Il codice di Huffman: cos’è e come funziona

Con Huffman codici più brevi ai simboli più frequenti

La codifica di Huffman è un algoritmo che basa la propria codifica di un testo sulla frequenza dei caratteri. Pubblicato nel 1952 da David A. Huffman, la codifica di Huffman effettua un’analisi statistica del dato da comprimere, da cui inizia una fase di analisi per decidere i codici da assegnare ad ogni simbolo in base alla loro frequenza nel testo. Ad esempio, dato un testo il codice di Huffman analizza la frequenza di ogni carattere (il numero di volte che ogni carattere si ripete nel testo), dopodiché ai caratteri che si ripetono più frequentemente viene assegnato un codice più breve, al contrario ai caratteri che sono meno presenti viene assegnato un codice più lungo.

La codifica di Huffman rappresenta il sistema di compressione più efficiente basato sull’analisi della frequenza dei simboli in un dato. I passi che bisogna eseguire per comprimere un dato con la codifica di Huffman possono essere riassunti in tre passi:

  1. Analizzare la frequenza dei simboli in un dato;
  2. Raggruppare le coppie di simboli con frequenza minore ed aggiungerli all’Albero di Huffman;
  3. Costruire il codice assegnando una codifica più piccola ai simboli più frequenti nel testo.

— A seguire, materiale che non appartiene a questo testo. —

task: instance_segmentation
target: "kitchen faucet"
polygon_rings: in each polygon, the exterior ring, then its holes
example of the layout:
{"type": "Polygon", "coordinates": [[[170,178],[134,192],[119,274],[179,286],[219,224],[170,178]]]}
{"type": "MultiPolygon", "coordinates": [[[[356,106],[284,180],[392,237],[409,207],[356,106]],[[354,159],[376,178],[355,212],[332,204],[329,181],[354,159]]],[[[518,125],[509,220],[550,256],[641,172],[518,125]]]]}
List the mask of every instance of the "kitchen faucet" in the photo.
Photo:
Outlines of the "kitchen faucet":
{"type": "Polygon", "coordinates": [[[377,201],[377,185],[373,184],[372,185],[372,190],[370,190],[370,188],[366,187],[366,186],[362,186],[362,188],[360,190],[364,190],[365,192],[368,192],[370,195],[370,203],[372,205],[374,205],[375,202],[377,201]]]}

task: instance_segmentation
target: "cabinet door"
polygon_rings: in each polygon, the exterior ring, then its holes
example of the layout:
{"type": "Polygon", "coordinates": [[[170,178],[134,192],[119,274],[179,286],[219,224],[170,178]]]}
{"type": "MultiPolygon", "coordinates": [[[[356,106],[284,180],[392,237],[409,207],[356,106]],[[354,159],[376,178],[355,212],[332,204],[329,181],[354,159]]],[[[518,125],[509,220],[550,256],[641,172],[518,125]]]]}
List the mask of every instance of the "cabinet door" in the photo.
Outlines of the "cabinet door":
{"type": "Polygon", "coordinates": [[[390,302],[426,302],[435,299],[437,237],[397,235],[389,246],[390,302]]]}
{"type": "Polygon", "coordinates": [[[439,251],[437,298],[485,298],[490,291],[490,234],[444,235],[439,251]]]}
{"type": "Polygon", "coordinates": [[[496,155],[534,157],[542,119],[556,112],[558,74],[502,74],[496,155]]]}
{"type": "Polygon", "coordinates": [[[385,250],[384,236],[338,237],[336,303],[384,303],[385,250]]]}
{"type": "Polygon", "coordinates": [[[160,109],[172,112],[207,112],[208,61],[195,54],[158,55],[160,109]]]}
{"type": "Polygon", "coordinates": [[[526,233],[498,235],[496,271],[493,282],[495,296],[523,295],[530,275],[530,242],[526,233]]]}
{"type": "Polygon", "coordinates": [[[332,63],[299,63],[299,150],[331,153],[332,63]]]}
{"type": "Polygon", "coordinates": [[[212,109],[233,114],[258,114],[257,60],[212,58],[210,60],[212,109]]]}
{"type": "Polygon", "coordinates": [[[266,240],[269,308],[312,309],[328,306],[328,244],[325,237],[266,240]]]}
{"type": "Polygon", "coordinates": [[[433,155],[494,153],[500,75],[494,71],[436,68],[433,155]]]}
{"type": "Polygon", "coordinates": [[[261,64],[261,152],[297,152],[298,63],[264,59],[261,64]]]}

L’albero di Huffman e l’assegnazione dei codici

Wikipedia offre un ottimo esempio animato sul funzionamento della codifica di Huffman con la frase in francese “Here’s an example of optimized Huffman coding using the French subject string j’aime aller sur le bord de l’eau les jeudis ou les jours impairs“, contando i vari caratteri possiamo sciverci la frequenza di ogni simbolo (ad esempio la lettera J si ripete 3 volte, la lettera a si ripete 4 volte e così via). Mettendo in ordine crescente la frequenza dei simboli, ad ogni passo prendiamo i caratteri con frequenza minore e li unire in un albero fino ad aggiungere ogni carattere del testo.

Come funziona il codice di Huffman

Completato l’albero di Huffman, a partire dal nodo radice si assegna al ramo sinistro il codice 0 e al ramo destro il codice 1. Ogni lettera del testo verrà codificata dai codici dato dal percorso dell’albero dalla radice fino al nodo che contiene la lettera. Ad esempio nell’immagine sottostante possiamo dedurre che la lettera a viene codificata con il codice 0110, la lettera e con il codice 100 e così via.

Come funziona il codice di Huffman

Da questi esempi possiamo notare che le lettere con una frequenza minore sono state codificate con codici più lunghi rispetto alle lettere che si presentano più spesso nel testo.

L’algoritmo del codice di Huffman si può realizzare utilizzando una coda a priorità e un albero binario in cui assegnare un nodo foglia ad ogni simbolo del testo. Ad ogni passo si possono collegare i due nodi con frequenza minore ed assegnargli la somma delle loro frequenze. Questo valore viene inserito in una lista che servirà per creare un albero di Huffman ed ottenere il codice da assegnare ai simboli alle somme delle frequenze assegnate.
L’utilizzo di una coda a priorità per un algoritmo di Huffman comporta una complessità di O(n^2), invece utilizzando una versione più avanzata dell’algoritmo con una coda a priorità basata su heap avremo un tempo di esecuzione di O(n log n).

La codifica ottenuta mediante Huffman non è univoca, si possono invertire i codici assegnati ai simboli con la stessa frequenza (se presenti) ed ottenere lo stesso livello di compressione.
L’algoritmo di Huffman è un tipico esempio di algoritmo
greedy perchè ad ogni iterazione fonde i due nodi più piccoli dell’albero indipendentemente dagli altri nodi e non li modifica più.